Yehuda Matzos Moshe Ludmir & Sons Ltd.
- Native name: מצות יהודה משה לודמיר ובניו בע"מ
- Industry: Food manufacturing
- Founded: 1921; 105 years ago
- Founders: Ludmir family
- Headquarters: Jerusalem, Israel

= Yehuda Matzos =

Israeli matzo company

Yehuda Matzos Moshe Ludmir & Sons Ltd. (מצות יהודה משה לודמיר ובניו בע"מ), or simply Yehuda Matzos (מצות יהודה), is a large Israeli matzo company based in Jerusalem which is a large local matzo company and leading exporter to the United States, Canada, and other countries.

==History==
The factory was founded in 1921, by the Ludmir family from Safed, with the support of local rabbis who called for the purchase of matzah in order to support the Safed factory that provided a livelihood for the residents of the area.

In 1949, they moved to Jerusalem and moved with them to the factory where it still sits today in the industrial area of Givat Shaul.

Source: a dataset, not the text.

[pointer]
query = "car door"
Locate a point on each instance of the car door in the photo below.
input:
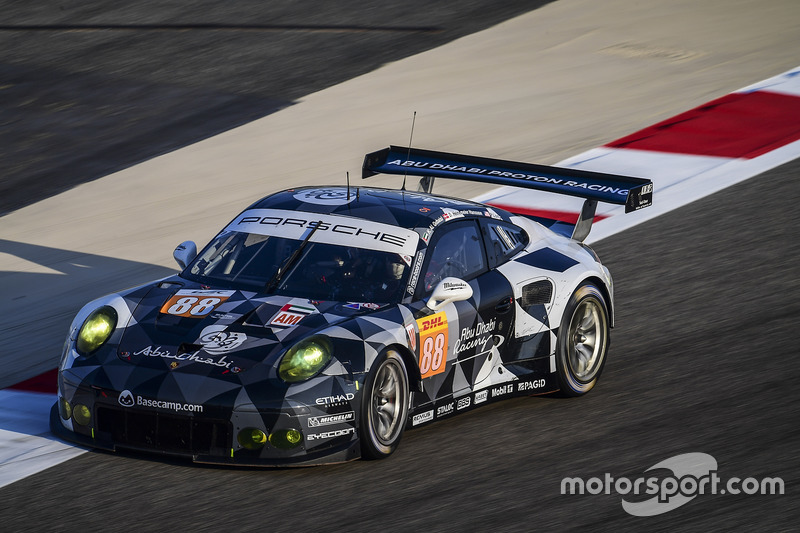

During the year the factory produces matzah, matzah flour, cookies and biscuits. For Passover, the factory produces reserved matzahs (under the Jerusalem Matzah brand), regular matzahs, rich matzahs and other kosher products for Passover.

The plant is under the supervision of the Chief Rabbinate of Jerusalem and the Haredi community and the products comply with the international standards ISO 9001 and HACCP. Some of their matzo (which is labeled as such) is kosher for passover and supervised by the Chief Rabbinate of Jerusalem. Yehuda Matzo offers gluten-free matzo.
The company also produces matzo, matzo flour, cookies, and biscuits, year-round.

In 2019, Yehuda had become the leading Israeli matzah brand sold in the United States and was also the top-selling brand in the five-pound box category.